The closest habitat that remains today is ancient semi-natural woodland (ASNW) which has developed naturally on undisturbed soils. The long continuity of ASNW (existing since at least 1600AD) makes it one of our most valuable and important habitats, as the complex ecological connections contained within the woodland have evolved over long periods of time.
Why should we protect them?
Ancient woodlands support a huge range of wildlife, including more threatened species than any other UK habitat. Many of these species require stable conditions to survive, and often do not disperse easily so are unable to readily colonise new areas. Important micro-climatic habitats, such as rotting deadwood, can also be found here.

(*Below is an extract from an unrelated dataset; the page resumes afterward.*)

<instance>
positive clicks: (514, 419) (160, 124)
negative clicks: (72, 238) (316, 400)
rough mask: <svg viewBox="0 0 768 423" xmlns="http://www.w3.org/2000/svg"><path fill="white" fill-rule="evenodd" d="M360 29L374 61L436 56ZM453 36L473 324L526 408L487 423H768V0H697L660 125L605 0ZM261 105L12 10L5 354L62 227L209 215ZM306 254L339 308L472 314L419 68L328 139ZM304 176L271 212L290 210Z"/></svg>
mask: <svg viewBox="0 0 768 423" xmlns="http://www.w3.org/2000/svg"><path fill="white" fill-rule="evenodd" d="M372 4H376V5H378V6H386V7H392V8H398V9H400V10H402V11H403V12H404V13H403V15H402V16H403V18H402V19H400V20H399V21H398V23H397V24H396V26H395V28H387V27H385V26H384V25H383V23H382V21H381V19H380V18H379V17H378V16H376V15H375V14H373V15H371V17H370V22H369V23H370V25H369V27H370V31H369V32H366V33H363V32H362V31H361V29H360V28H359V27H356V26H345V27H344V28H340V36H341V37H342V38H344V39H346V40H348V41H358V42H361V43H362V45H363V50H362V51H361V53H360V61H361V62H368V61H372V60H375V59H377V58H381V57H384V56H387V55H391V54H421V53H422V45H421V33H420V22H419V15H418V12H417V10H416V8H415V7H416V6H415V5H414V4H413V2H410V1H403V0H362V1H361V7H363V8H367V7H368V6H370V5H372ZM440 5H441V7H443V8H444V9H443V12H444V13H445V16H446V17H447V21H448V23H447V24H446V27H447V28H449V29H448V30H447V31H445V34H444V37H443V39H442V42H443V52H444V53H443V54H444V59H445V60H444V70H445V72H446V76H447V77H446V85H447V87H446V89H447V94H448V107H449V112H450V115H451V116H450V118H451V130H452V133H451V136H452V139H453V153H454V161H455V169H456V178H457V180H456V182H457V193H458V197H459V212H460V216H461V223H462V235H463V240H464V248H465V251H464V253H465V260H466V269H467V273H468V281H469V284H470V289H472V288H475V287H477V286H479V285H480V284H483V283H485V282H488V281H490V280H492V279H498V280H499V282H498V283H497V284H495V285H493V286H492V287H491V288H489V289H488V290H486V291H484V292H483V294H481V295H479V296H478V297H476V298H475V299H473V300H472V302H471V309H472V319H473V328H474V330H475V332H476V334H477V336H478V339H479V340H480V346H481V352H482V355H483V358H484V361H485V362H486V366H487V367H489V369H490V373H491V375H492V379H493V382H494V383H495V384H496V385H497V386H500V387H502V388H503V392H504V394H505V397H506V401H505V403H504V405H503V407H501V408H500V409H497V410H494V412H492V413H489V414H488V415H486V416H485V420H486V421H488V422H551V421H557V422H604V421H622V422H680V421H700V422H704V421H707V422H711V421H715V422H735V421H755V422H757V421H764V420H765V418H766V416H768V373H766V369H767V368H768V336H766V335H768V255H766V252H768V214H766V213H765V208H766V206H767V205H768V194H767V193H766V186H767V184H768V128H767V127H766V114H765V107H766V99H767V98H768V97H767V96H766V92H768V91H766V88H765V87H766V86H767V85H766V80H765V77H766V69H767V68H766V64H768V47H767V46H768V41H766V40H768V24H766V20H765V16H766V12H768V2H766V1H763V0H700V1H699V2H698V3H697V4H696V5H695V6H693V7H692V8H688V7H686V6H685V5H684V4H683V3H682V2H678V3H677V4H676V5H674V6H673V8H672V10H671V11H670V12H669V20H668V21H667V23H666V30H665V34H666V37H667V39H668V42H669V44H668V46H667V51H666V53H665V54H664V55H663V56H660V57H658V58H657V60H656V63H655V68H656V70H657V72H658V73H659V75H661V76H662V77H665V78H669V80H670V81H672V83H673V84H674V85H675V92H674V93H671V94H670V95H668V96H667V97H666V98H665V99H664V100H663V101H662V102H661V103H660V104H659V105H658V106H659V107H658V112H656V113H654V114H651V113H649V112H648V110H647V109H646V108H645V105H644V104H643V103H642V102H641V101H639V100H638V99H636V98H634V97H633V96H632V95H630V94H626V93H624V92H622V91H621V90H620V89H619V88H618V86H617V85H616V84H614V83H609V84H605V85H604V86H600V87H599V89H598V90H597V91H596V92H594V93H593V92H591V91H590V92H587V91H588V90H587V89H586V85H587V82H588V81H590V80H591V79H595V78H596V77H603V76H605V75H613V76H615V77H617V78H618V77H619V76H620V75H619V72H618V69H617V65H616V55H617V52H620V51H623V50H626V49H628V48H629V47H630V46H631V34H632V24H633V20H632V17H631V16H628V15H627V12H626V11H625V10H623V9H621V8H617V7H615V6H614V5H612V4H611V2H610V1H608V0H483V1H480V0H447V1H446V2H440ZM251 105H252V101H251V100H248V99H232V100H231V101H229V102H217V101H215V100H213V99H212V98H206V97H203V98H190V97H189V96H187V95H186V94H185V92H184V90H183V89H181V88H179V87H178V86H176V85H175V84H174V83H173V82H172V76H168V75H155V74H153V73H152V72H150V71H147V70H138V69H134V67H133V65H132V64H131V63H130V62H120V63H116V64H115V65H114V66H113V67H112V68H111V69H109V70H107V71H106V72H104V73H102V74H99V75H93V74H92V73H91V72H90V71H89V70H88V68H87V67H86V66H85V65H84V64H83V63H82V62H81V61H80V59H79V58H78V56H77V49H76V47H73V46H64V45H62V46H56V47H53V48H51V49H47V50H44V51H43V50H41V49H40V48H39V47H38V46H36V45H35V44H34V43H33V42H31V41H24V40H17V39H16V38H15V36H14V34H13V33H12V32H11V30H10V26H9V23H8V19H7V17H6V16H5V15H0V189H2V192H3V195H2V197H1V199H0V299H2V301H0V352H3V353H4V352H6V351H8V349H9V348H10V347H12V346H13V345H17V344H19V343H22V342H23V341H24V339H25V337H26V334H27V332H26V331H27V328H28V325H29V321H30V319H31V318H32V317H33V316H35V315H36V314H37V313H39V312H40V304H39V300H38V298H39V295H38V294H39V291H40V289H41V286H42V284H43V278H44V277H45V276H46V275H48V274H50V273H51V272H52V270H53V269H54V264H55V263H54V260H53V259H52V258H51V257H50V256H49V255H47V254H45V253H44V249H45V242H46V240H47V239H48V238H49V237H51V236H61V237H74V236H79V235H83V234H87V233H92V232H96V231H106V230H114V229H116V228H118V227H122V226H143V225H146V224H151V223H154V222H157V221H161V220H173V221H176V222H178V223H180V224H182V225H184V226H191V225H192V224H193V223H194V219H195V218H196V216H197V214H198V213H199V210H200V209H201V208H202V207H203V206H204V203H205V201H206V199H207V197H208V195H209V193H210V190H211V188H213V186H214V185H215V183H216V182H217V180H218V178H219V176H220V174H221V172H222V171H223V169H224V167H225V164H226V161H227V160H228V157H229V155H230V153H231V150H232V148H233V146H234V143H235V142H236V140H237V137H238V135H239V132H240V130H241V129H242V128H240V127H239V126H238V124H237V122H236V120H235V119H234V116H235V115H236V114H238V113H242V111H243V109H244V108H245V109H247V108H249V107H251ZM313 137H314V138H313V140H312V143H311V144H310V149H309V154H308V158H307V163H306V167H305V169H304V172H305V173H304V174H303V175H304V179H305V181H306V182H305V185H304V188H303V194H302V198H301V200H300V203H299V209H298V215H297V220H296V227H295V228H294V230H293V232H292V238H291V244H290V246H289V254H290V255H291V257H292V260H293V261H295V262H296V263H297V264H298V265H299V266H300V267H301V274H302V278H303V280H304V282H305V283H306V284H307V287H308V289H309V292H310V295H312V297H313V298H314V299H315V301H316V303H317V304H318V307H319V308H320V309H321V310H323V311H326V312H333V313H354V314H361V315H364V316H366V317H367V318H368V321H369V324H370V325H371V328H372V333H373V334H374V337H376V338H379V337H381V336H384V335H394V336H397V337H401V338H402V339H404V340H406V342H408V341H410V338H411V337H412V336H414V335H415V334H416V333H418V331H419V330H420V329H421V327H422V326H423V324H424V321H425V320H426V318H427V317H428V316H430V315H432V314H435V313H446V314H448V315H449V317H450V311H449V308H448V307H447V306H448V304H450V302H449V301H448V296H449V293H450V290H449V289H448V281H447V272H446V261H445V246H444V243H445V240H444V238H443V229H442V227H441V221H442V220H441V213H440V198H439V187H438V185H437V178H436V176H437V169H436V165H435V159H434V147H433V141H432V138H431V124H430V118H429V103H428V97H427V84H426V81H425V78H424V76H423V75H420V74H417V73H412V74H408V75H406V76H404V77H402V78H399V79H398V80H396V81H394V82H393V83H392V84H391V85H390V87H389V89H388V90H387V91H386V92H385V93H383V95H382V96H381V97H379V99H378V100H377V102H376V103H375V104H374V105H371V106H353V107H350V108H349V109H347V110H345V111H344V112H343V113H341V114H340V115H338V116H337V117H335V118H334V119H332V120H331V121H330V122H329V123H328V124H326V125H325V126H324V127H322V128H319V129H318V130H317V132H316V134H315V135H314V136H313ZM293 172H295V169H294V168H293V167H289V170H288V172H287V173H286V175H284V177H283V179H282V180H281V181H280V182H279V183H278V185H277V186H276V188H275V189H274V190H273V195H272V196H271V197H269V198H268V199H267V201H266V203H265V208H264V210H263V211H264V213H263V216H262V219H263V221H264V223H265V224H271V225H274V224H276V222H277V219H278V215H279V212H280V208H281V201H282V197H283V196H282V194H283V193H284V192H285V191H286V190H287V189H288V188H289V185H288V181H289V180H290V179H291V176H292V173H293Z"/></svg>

“Hundreds of thousands of acres of ancient woodland were converted to conifers between the 1930s and 1980s.”
These species and habitats are also becoming confined to smaller and more fragmented areas of woodland, as less than 2% of the UK’s land mass is now ASNW. Of this small area, 25% has been replanted with other species, often commercial non-native conifers, which have had a significant negative impact on native flora and fauna. Hundreds of thousands of acres of ancient woodland were converted to conifers between the 1930s and 1980s to produce timber for the forestry industry. These woodlands are known as plantations on ancient woodland sites (PAWS), with the plantation trees on many sites now ready to be felled for their timber.
Unfortunately, woods planted today will not become ancient woodlands in 400 years time as the soils on which they have been planted have been modified by modern agriculture and industry. Existing ancient woodlands are therefore irreplaceable, and once gone are lost forever.
How can we restore them?
It is the rich variety of wildlife that makes ancient woodlands one of our most beautiful habitats, with carpets of bluebells, ramsons and wood anemones blooming in springtime. These delicate plants could no longer survive in our woodlands once dense stands of conifers had been planted, due to the year-round shade.
Although damaged, ancient woodlands are not beyond repair. Some plantations on ancient woodland sites have retained small remnants of native woodland in steep-sided, inaccessible gullies. The soils of many plantation sites may also contain an important bank of seeds that has lain dormant for hundreds of years, and with sufficient light, these seeds can thrive once again.
With sensitive management, and the felling and replanting of conifer trees with native broadleaf species, ancient woodlands and the complex ecological connections within them can be restored to their former glory.
It is the aim of the Wild Woods Project, a two-year Heritage Lottery funded project, to support communities in Gateshead and Durham to care for Milkwellburn Wood, Witton Dene, Flass Vale, Pelaw Wood, Blaid’s Wood, Great High Wood and Hollinside Wood, which all contain areas of ancient woodland. The project will involve working with volunteers to deliver practical projects and events that promote the biodiversity and cultural value of the woodlands, and will link the participating communities to form a network of groups that can support each other in future years.